Category

Statistical Biases

Impact level

3 / 5

Last updated

Nov 2025

Category Statistical Biases

Impact 3 / 5

STATISTICAL BIASES

Selection
Bias

Selection bias occurs when the participants or data in a study are not representative of the larger population because they were selected in a non-random way. This distorts the results and makes them inapplicable to the general population.

Also known as: Sampling bias (related)

01

Overview

Selection Bias

The Psychology Behind It

To know the truth about a group (e.g., "Do Americans like pizza?"), you need a random sample. If you only ask people inside a pizza restaurant, your data is garbage. That is selection bias.

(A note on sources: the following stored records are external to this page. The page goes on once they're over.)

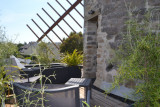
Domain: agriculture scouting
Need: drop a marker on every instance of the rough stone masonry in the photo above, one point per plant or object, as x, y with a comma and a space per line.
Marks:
103, 28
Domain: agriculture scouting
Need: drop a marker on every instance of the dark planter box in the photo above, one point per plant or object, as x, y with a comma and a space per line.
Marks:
61, 75
74, 71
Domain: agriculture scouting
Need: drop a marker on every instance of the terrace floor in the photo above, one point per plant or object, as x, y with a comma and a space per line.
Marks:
11, 101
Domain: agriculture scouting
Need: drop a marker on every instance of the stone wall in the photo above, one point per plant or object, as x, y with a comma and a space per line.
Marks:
103, 28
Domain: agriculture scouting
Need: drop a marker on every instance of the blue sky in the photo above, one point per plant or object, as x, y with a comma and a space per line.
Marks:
15, 14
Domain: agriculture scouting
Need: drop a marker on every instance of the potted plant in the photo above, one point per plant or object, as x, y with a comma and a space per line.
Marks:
7, 48
73, 62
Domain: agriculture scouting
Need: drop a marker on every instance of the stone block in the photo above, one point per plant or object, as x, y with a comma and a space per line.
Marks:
110, 30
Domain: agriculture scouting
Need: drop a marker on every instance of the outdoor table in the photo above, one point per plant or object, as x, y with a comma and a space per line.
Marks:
82, 82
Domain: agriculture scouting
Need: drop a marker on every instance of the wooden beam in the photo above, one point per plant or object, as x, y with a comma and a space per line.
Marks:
65, 14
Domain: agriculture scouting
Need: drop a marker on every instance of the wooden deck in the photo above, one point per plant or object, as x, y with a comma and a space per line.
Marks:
99, 99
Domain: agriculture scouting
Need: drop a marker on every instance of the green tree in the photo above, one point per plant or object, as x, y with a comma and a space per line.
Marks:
74, 41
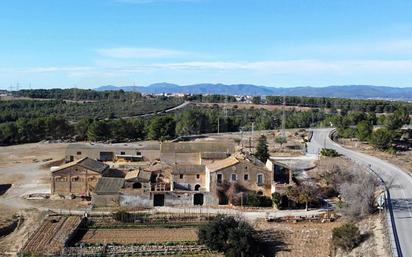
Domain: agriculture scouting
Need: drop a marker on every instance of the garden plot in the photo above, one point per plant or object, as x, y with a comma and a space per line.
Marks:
139, 235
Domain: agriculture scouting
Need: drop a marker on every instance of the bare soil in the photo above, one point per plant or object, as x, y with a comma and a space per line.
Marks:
400, 159
268, 107
375, 243
139, 236
298, 239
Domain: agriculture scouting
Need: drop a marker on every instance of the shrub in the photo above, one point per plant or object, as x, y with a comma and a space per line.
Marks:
228, 235
256, 200
346, 237
329, 152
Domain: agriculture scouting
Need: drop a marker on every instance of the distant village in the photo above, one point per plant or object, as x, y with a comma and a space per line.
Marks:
199, 172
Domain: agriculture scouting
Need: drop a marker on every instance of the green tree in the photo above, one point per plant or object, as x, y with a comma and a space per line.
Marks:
81, 128
281, 140
191, 122
162, 128
98, 130
256, 100
226, 234
277, 199
303, 194
262, 151
363, 130
381, 139
346, 237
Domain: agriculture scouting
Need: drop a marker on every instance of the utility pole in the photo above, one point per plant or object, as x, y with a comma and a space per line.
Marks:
253, 128
225, 109
284, 117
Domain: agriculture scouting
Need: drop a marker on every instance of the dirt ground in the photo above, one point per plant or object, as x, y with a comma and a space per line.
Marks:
9, 245
25, 167
298, 239
401, 159
375, 243
314, 239
268, 107
139, 236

It happens because true randomness is hard. We naturally sample what is convenient, available, or willing. This creates a "distorted mirror" where we think we are seeing the world, but we are only seeing a specific slice of it.

Real-World Examples

The 1936 Literary Digest Poll

The magazine polled 2.4 million people and predicted Alf Landon would beat FDR in a landslide. FDR won. Why? The magazine polled its subscribers, car owners, and telephone users. In 1936 (the Great Depression), these were the rich. They selected a wealthy sample that hated FDR, ignoring the poor majority.

Online Reviews

Product reviews are heavily biased. Who writes a review? People who loved it (5 stars) or people who hated it (1 star). The vast middle ground of people who thought it was "okay" don't bother writing. Thus, reviews show a polarized world that doesn't exist.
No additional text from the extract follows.